The insured, Pech Fruits SL, contracted the services of the defendant carrier, Mosca Maritimo SL, for the transport of a consignment of 21 pallets of fresh broccoli, totalling 1,260 boxes (60 boxes per pallet). The defendant dealt with the road transport of the merchandise from its origin, Campo de Lorca, to Barcelona, and from there by sea to Salalah, Oman, where it was transferred to another ship to the final destination port of Hamad, Qatar. Upon arrival at its destination, the loss of the cargo was recorded: a bad smell, dry and yellow flowers, blackened stumps, etc. During the maritime transport, the temperature at which the cargo was kept was inadequate: although the bill of lading stated that it must be 1º C, the average temperature was registered as 2.5º C, then rose to a maximum of 8.5º C, and dropped to an average of 3º C until the day of delivery.
The plaintiff insurer claimed EUR 17,241.44, having paid out its insured.
Held: The plaintiff's claim is upheld in the amount of EUR 14,655.22.
Article 277 of Law 14/2014 on Maritime Navigation (the LNM) provides:
1. The carrier is responsible for any damage or loss of the cargo, as well as delay in its delivery, caused while it was in its custody, in accordance with the provisions set forth in this section, which will be applied mandatorily to all maritime transport contracts.
Contractual clauses that directly or indirectly seek to mitigate or annul that responsibility to the detriment of the holder of the right to receive the goods shall have no effect. However, such clauses, when they are agreed in a charterparty and do not imply exoneration due to intent or gross negligence of the carrier, will have effect exclusively in the relations between the latter and the charterer, without being able to be raised in opposition, in any case, against a recipient who is a party other than the charterer.
2. Contracts for the maritime transport of goods, national or international, under the bill of lading regime and the responsibility of the carrier, shall be governed by the International Convention for the Unification of Certain Rules Regarding Bills of Lading, signed in Brussels on August 25th of 1924, the Protocols that modify it to which Spain is a State party, and this law.
For its part, art 278 of the LNM, when referring to the contractual carrier and the actual carrier, provides that 'the liability established in this section extends jointly and severally to both the person who agrees to carry out the transport and the person who actually does it with their own means'.
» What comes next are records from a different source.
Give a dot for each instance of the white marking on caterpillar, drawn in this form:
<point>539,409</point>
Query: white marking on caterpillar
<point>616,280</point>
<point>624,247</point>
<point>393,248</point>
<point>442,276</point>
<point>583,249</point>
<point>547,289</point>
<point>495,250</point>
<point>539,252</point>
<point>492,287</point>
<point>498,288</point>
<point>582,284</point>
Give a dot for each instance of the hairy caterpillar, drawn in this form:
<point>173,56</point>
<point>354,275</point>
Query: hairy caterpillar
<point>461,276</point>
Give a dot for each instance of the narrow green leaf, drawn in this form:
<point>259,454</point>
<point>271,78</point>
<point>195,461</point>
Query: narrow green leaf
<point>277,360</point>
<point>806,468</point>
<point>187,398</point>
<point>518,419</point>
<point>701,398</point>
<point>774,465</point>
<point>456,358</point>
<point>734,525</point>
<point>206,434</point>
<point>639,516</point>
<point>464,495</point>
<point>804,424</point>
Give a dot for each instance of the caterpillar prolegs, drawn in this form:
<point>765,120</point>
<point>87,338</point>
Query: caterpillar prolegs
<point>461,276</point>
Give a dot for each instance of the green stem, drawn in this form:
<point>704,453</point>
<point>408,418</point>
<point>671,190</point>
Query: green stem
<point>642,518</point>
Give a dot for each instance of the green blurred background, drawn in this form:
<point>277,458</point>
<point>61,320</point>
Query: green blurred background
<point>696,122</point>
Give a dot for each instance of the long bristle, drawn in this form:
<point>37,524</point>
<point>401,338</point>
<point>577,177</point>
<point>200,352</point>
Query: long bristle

This case involves international multimodal transport, which involves moving goods from one country to another, using two or more modes of transport; in this case, land and sea legs are combined. In addition, a single cargo unit has been used with the merchandise inside, a container, from origin to final destination, passing from one mode of transport to another, but without any kind of rupture.
The multimodal transport contract between a shipper and an operator is embodied in a single multimodal transport document (here, a FIATA bill of lading) that is generally issued by a freight forwarder and covers the entire logistics chain and the different modes of transport used. For this reason, it will be the multimodal transport operator who issues the unified document of all the means and modes of transport used, assuming the responsibilities of the execution of the contract.
Article 68.1 of the Law 15/2019, of November 11, regulates multimodal transport in the following terms:
A multimodal contract of carriage will be governed by the regulations of each mode, as if the carrier and the shipper had entered into a different transport contract for each phase of the journey. Protests for losses, breakdowns or delays will be governed by the rules applicable to the mode of transport in which the delivery is made or must be made. When the phase of the journey in which the damage occurred cannot be determined, the responsibility of the carrier will be decided in accordance with the provisions of this law.
In this case, the plaintiff alleges that the loss of the cargo occurred during transport by sea.
From the tests carried out, it is proven that the loss of the cargo, the pallets with boxes of broccoli, occurred during maritime transport as the merchandise was kept at an inadequate temperature. It is not possible to accept the defendant's allegations that there were several contributing causes to the accident: poor stowage or packaging or poor humidity or ventilation conditions. These are mere assumptions without any supporting or probative element in this regard, unlike the cause of the temperature, which is clearly accredited.
Consequently, pursuant to art 277 of the LNM and related provisions, the responsibility for the loss of the cargo lies with the defendant, once it has been established that during maritime transport the temperature of the cargo was inadequate.